= Driving licence in Cyprus =

The Cyprus driving licence is the official document issued in Cyprus to authorise its holder to operate various types of motor vehicle on public roads.

Licences are issued by the Department of Transport which forms part of the Ministry of Communications and Works. Mopeds (less than 50cc) and cars can be driven on a learner's licence from the age of 17 and a half years old. Now you can obtain a full Cypriot driving licence from 18 years old. High capacity motorcycles and certain heavier vehicles can only be driven over the age of 21.

As of 2008, the cost is €59.80 (up to 60 years of age), €25.63 (60 to 65 years of age) and for those over 65 it is free. Drivers over 70 years of age require a fitness to drive certificate from a medical doctor.

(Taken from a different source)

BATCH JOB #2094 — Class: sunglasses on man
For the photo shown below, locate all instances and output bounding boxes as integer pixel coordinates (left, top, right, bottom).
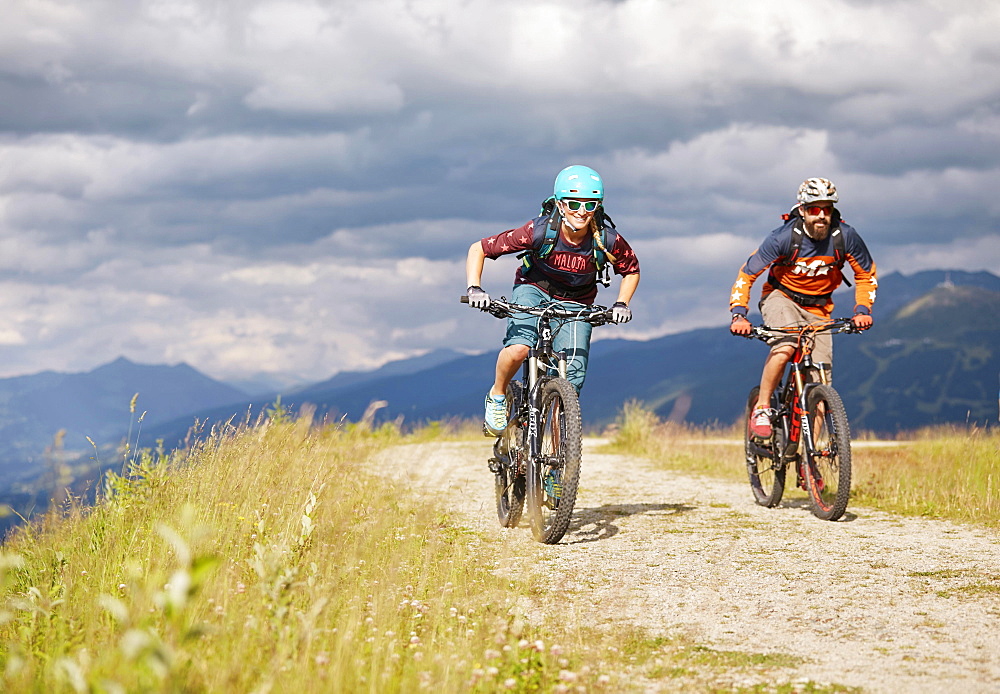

A Cyprus licence is valid in all EU member states. They are printed on paper but new licences are now plastic credit card style, show the holder's photograph and have the standard EU vehicle categories and EU logo.

Offences such as speeding and drink driving are strictly policed and penalty points can be imposed on driving licences when caught. In certain serious cases or in repeat offences accumulating enough points a driving licence is revoked on a temporary or permanent basis.

Driving licences only apply for use of vehicles on public roads. Any vehicle can be driven on one's own land (or another person's, with the owner's permission) without a licence.